Saving you 15 minutes is a blog about all the little things you hit on a day to day basis which could probably save another DBA about 15 minutes, if they knew about it…
Databases upgrades on large production environments using clustering technology not replicated in pre-production environments are pieces of work which are only enjoyable once you have finished. The day before an upgrade I was copying some RMAN pieces to a test server to then do a quick test upgrade. I had done this many times before as part of the upgrade plan and I found myself with a bit of spare time so I thought I would give it another go, just in case.
Process is simple with the layout identical to production, restore controlfiles, mount the database restore the database, recover, simple. However when I came to the restore I kept getting this error out of RMAN: ORA-01861: literal does not match format string.
I spent a bit of time trying to work out what was going wrong, in fact probably too much time, as what I was trying to do was so simple, in a way it makes it more confusing. Anyway I started to look around on MOS and found this, RMAN Recovery Session Fails with ORA-1861.
It seems that my controlfile has an invalid date, in fact by dumping out the controlfile to a text file (SQL> alter session set events ‘immediate trace name controlf level 20′;) and then using a Unix split command (the output was too big to look at in one chunk) I found the issue. It seems that the latest controlfile backup had a completion time of 31st February, that well known made up date.
How this happened I don’t know and I am currently trying to work it out. Here is the entry from the dump.
RECID #477319 Recno 5319 Record timestamp 02/25/14 16:29:49 piece #1 copy #1 pool 0 Backup set key: stamp=831602190, count=467255 V$RMAN_STATUS: recid=18446741324928359424, stamp=18446741324928359416 Flags: <concurrent access> Device: DISK Handle: /u01…. Media-Handle: Comment: Tag: TAG20131116T003630 Completion time 02/31/14 02:17:24
What was slightly more interesting is when I came back to replicate this issue I couldn’t, it was using a controlfile backup from the following day. I dumped out the controlfile and then try to locate the same record.

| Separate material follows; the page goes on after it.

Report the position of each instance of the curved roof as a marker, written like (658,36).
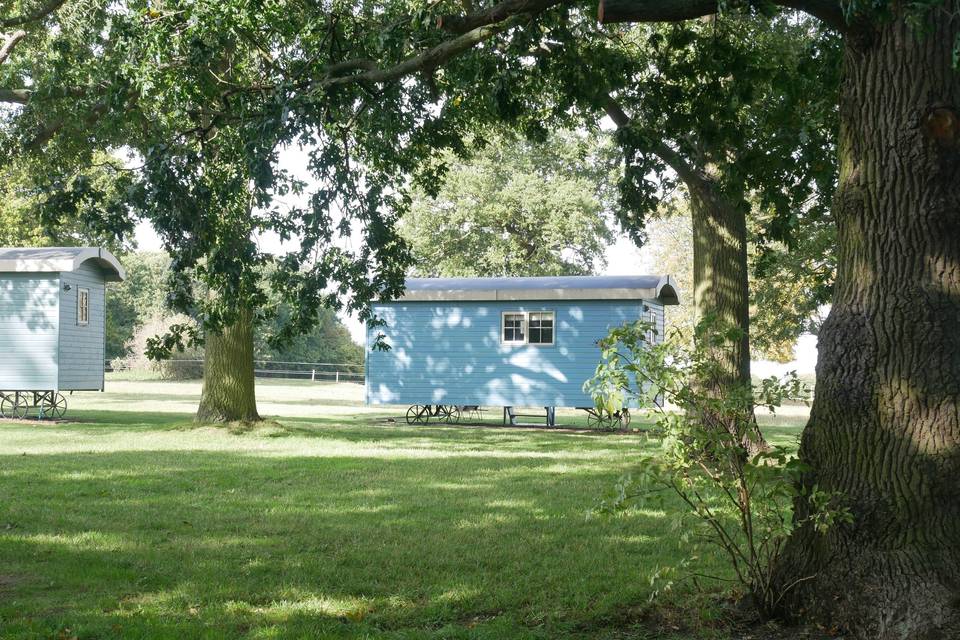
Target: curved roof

RECID #467208 Recno 8008 Record timestamp 11/16/13 00:36:34 piece #1 copy #1 pool 0 Backup set key: stamp=831602190, count=467255 V$RMAN_STATUS: recid=18446741324928359552, stamp=18446741324928359544 Flags: <deleted> <concurrent access> Device: DISK Handle: /u01 Media-Handle: Comment: Tag: TAG20131116T003630 Completion time 11/16/13 00:36:35
Of course I didn’t hit the same issue when I came to do the restore so you could argue what’s the problem. For me it is an issue of consistency, I don’t like intermittent issues which I can’t control. So in fact every day since I have hit this I have been doing test restores but I can’t replicate the issue. As we have more confidence in the process now it seems academic to try and work out what caused the original rogue record. I guess which each full restore and re-cataloguing of the recovery area all the backup pieces will have different IDs etc. Further dumping of the controlfiles has shown Completion Times in the future which doesn’t seem right but as these are valid dates it won’t through up the same literal error. Anyway if you have ever come across this before and you can shed some light on the Oracle internals of controlfiles then maybe you can save me 15 minutes.